- Daffy Duck: Hmm. Guess I'll have to use my Jekyll and Hyde routine on this wise guy.
- [knocks on door]
- Porky Pig: Yes?
- Daffy Duck: I'm sorry you did that to me. People shouldn't push me around. It isn't good for me.
- Porky Pig: Oh, f-f-fiddlesticks. And why not?
- Daffy Duck: Because I'm a split personality, that's why not. I'm two people in one. A schiz... a schiz... a schizophreniac. When people are nice to me, I'm sweet, gentle, and loving.
- [Jumps into Porky's arms and starts caressing him, speaks in French accent]
- Daffy Duck: Ello, baby. Nice, fat, little butterball.
- Porky Pig: Oh, n-n-now stop.
- Daffy Duck: But when some wise guy starts pushing me around, look... out! I turn into a hideous monster.
- [Puts on fake fangs and messes up his hair, then pants and snarls at Porky, who jumps up to the ceiling and hangs on to a chandelier]
- Daffy Duck: Get the idea, buster?
- Porky Pig: I d-do, I do! Ind-deed I d-d-do! And I'll be r-real nice and k-kind and gentle to you.
- Porky Pig: The d-d-oorbell. Oh, i-it couldn't be the grand prize. He-he-he. I've never won anything in my life.
- Delivery Man: [hands Porky a present] Well, you have now Here it is, lucky boy. The grand prize. He-he-he-he-he!
- Porky Pig: Oh, f-fortunate, fortunate me. G-golly, I w-wonder what it is?
- Daffy Duck: [pops out of present] It's a duck, fat stuff! A genuine live duck!
- Porky Pig: A d-d-d-d-duck?
- Daffy Duck: Yes, a d-d-d-duck.
- Porky Pig: G-gee, just what I always wanted, I s-suppose.
- Daffy Duck: Hmm. Not a bad-looking dump, if you got rid of some of this trash.
- [Sees vase on table]
- Daffy Duck: Yeesh! This monstrosity's got to go.
- [Throws vase out the window]
- Porky Pig: Here now, y-you stop that!
- Daffy Duck: [Throws chair out window] This is out.
- Porky Pig: C-cut that out! Stop it!
- Daffy Duck: This junk goes.
- [Throws more stuff out window]
- Porky Pig: N-n-now you s-s-stop that!
- Daffy Duck: Umm... Yup. That's gotta go.
- [Picks up Porky to throw out the window]
- Porky Pig: N-now you cut that out! P-p-put me down!
- Daffy Duck: Oh, all right. If you wanna spoil the whole effect.
- Porky Pig: N-now just a minute, you n-nervy old duck. You got outside in the chicken coop where you belong.
- Daffy Duck: Coop, schmoop! I ain't sleeping in no chicken coop. I'm a duck. Have you got a duck coop?
- Porky Pig: Y-yes, I have.
- Daffy Duck: You have?
- Porky Pig: Y-yes.
- Daffy Duck: Oh. Well, is it a convertible coupe? Because I'm a convertible duck.
- [a car top appears in Daffy's back]
- Daffy Duck: See, chubby?
- [Runs around making car noises]
- Porky Pig: Oh, t-that treacherous trickster. I'll show him who's a knucklehead. I'll give him a dose of his own m-m-medicine.
- [puts on a hideous Halloween costume]
- Porky Pig: I hope I look sc-sc-scary enough.
- Daffy Duck: Well, I think I'll go scare some more daylights out of the little butterball.

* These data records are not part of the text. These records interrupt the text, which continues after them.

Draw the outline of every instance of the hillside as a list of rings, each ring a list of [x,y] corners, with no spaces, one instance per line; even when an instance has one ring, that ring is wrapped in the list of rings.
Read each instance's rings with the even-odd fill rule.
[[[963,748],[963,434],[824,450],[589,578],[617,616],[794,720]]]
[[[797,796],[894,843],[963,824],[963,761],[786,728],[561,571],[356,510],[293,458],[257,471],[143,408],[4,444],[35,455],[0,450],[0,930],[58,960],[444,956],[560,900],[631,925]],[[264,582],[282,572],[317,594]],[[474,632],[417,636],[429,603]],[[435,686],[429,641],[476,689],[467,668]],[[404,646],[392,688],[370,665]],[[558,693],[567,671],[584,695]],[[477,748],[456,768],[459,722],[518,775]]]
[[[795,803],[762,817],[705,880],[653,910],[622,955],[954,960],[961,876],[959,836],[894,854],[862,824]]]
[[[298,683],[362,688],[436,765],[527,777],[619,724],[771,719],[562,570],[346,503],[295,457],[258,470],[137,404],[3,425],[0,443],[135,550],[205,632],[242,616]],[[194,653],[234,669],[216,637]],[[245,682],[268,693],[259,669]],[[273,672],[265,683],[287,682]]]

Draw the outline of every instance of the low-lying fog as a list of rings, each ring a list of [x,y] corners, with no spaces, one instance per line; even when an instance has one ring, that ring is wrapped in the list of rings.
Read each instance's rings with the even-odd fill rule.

- [he walks by a door, where Porky in costume walks by; he looks at Porky, thinking it's a mirror]
- Daffy Duck: Sufferin' catfish. I didn't realize I was that hideous.
- [pause]
- Daffy Duck: I'm not!
- [Daffy goes to pieces, then reconstructs himself, gets back inside the present and runs screaming out the door]
- Porky Pig: Gosh, what a scaredy-cat. Anyone who'd be scared of a masquerade costume is a c-craven little coward.
- [Passes by a mirror and sees himself, then jumps out of costume and into chandelier again]
- Porky Pig: S-so I'm a c-craven little coward.